Erin had purchased our tickets online. We reimbursed her and she retrieved the tickets from one of the kiosks. The Gate is an odd place. The cinema is on the top level, the rest is filled with restaurants which gave the distinct impression of American themed restaurants, like TGI Fridays and the like. I was feeling rather unimpressed by it all and was glad when we finally reached the top floor. James went off to get some popcorn and a soda. (Odd English idiosyncrasy: you have to specify whether you want salty popcorn or sweet. Also, you can totally drink alcohol.). Sara had made some chocolate truffles for us to share when we got into the theatre. We took our seats (which were assigned, it’s not free seating like in the States) and eventually were transported to Middle Earth.
I won’t do spoilers, except to say that every time I saw Stephen Fry I thought of Lord Melchett, especially when I saw the life-size painting of him in the background. I do hope he got to keep that at the end of filming. It certainly isn’t up to the original trilogy, which I adore. It’s long and it’s heavily adapted. Once again though, the best scene is between Martin Freeman and a CGI character, this time, the dragon, Smaug.
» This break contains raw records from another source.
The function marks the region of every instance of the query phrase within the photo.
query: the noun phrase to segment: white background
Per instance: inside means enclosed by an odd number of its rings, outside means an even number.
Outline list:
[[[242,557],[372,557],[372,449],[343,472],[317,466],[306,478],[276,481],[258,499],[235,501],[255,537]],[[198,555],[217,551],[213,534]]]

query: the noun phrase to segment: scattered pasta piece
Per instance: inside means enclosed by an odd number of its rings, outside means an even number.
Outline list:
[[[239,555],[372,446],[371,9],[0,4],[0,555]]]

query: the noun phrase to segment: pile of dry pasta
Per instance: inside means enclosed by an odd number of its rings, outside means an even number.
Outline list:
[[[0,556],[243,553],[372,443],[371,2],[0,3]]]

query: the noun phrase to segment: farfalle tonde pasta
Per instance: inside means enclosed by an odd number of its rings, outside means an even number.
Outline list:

I will also say that the design of the dragon is absolutely gorgeous. Oscars to the design team, please.
Though it wasn’t my favourite movie, the trip had always been less about the film. It had been more about spending the day with people I like and going on an adventure with them. As we walked back to the station, we chatted about our impressions of the film, plans for the holidays, and thoughts about next term.
That evening we spent some time at the End of Term Party at Fisher. There was much drinking and I’m sure a few sore heads the next day. By morning, many of the friends I had made over the past few months had gone home for the holidays. I was staying on until Thursday when I would head to Windsor to visit some dear friends of mine.
Too much has happened over the course of the term to adequately put it in perspective. I have had great highs and very great lows. I’ve met some amazing people and seen some fantastic places. I can only hope that next term sees more highs than lows and brings more adventures to this little Hobbit.